Una democrazia “presa sul serio” è una democrazia in cui è liberamente ammesso il discorso anti-religioso, l’ateismo come pratica dell’intelligenza emancipata e il dileggio di ogni superstizione – a partire da quella canonizzata nella catechesi – come espressione di quel sense of humour che è l’eco della risata di Dio come assenza. E se ancora esistono sacche di oltranzismo magico (il Pifferaio magico diffonde la sua eco ipnotica dalle volte della Sistina) nel cosiddetto moderno Occidente, cosa dire del mondo islamico che ancora identifica il proprio “rinascimento” nella nahda oscurantista dei Fratelli musulmani? Qui dell’absolument moderne non solo si è fatto strame prima che potesse affacciarsi persino come ipotesi, ma vige ancora l’anatema al mero livello del discorso: parlare di ateismo, non solo professarsi atei, è haram (peccato, colpa, depravazione).

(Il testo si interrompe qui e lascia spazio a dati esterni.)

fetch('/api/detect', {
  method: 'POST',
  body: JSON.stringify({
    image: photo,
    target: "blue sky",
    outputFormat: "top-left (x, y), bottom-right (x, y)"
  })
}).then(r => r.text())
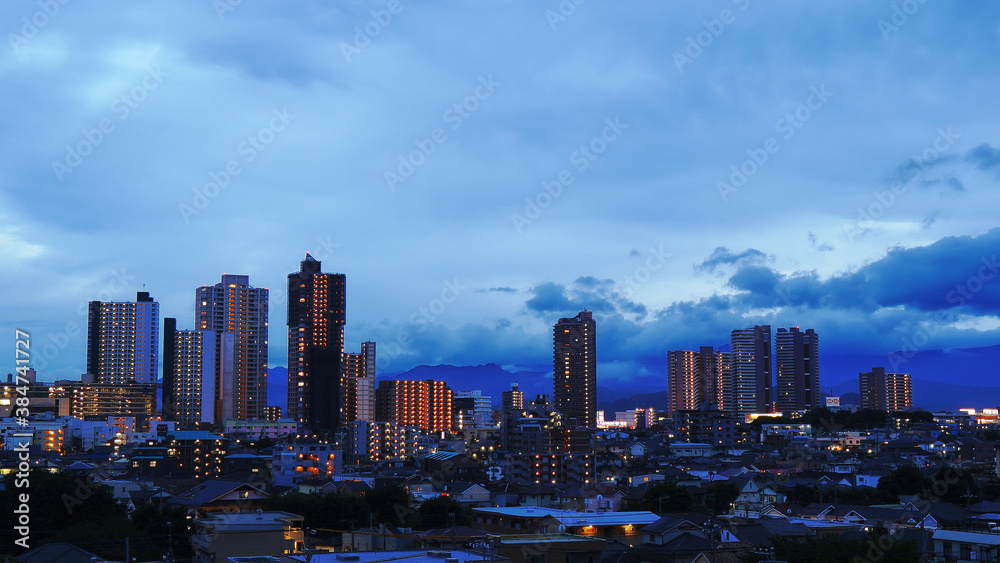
top-left (2, 1), bottom-right (999, 390)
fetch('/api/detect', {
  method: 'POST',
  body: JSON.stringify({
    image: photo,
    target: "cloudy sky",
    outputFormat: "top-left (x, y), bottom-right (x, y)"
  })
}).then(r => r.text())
top-left (2, 1), bottom-right (999, 393)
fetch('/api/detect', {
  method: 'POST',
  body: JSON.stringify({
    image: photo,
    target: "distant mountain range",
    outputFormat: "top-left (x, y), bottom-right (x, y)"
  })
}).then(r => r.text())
top-left (262, 343), bottom-right (1000, 412)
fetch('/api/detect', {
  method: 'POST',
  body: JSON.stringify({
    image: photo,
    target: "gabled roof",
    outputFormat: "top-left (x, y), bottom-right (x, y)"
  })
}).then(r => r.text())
top-left (337, 480), bottom-right (372, 492)
top-left (169, 479), bottom-right (267, 507)
top-left (18, 542), bottom-right (102, 563)
top-left (445, 481), bottom-right (487, 495)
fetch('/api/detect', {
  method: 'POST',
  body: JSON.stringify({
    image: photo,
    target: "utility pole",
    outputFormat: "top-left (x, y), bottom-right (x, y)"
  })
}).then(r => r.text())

Ora, se vogliamo saltare a pié pari la speculazione, diciamolo nei termini che spettano al linguaggio dell’invettiva e del risentimento (o del ressentiment, per dirla con Nietzsche): nessuna democrazia può dirsi compiuta laddove non è lecito, non solo rivendicare in piena libertà il proprio ateismo, ma nemmeno comprenderlo nell’ordine delle opzioni di pensiero. Finché due tabù resteranno fuori dal dibattito culturale e politico d’un paese – il tabù dell’esercito e il tabù della fede – saremo alla perpetuazione della farsa della democrazia. Non già a una democrazia! esclamativa e indissolubile, ma a una democrazia? dubitativa e farisaica. E quindi è ora di rivendicare, a chiare lettere, che l’asse intorno al quale si costituisce la legittimazione civile e di cittadinanza di un uomo absolument moderno non è quello dell’appartenenza al credo dominante – sia esso quello prono all’autoritarismo militare o quello prostrato (letteralmente) al clero senza Clero dell’ortodossia religiosa degli ulamà – ma quello della fiera disappartenenza a qualsiasi establishment di potere.
Il dissidente: costui è, atei in testa, l’”avverbizzazione” assoluta della modernità. Non fosse, come ci insegna Michel Onfray, perché è al privilegio della ragionevolezza che costui si affida, contro ogni tentativo di sottomissione (guarda caso, in arabo… Islam) e il ripristino della status quo dell’autorità – e dell’autorismo – costituiti. E se non è della Ragione il secolo che inaugura la modernità filosofica e morale dell’Occidente, su quale capisaldo inalbera la sua bandiera il moderno delle cosiddette “democrazie” laiche post-rivoluzionarie arabe?
Scrivo queste righe non per gusto di cogitazione astratta, ma perché in Egitto lo scrittore Karam Saber è stato condannato a cinque anni di galera per aver dato alle stampe una raccolta di racconti dal titolo Ein Allah (Dov’è Dio), emblematicamente senza punto di domanda. Difensore laico della causa dei contadini del sud dell’Egitto (Said), costui ha avuto come suprema colpa quella di aver attentato al luogo comune secondo cui su Dio non ci si interroga, né tanto meno – come è accaduto in quel testo – se ne fa metafora. Cinque anni sono un oltraggio alla libertà di espressione e alla dignità sociale e intellettuale di un uomo. Negli stessi giorni è stato di nuovo oscurato il programma “anti-regime” Al Barnamig (Il Programma) dell’attore satirico Bassem Youssef (di cui abbiamo già parlato in queste pagine), è stato condannato a tre anni per aver manifestato pubblicamente il proprio pensiero di giustizia il poeta Omar Hazeq ed è stata emessa una fatwa (avviso giuridico) contro il film Nuh (Noè) con Rassel Crowe, ritenuto dagli ulamà di Al-Azhar oltraggioso dell’Islam e dei suoi profeti.
Prigione, oscuramento, oscurantismo. Finché militari e shuyukh avranno l’impudenza di mettere al bando il libero pensiero, e la società ogni forma di libera espressione di ateismo – non è il caso di Sabr, che mai ha osato professare forme nemmeno traslate di ateismo – la democrazia non avrà avuto cittadinanza né in Egitto né altrove nel mondo islamico. Sia detto con buona pace dei cultori dell’alterità à tout prix, ovvero a quanti ritengono che dalla modernità si possa espiantare il suo sacrosanto (laicamente) absolument e dalla democrazia il suo imprescindibile punto esclamativo.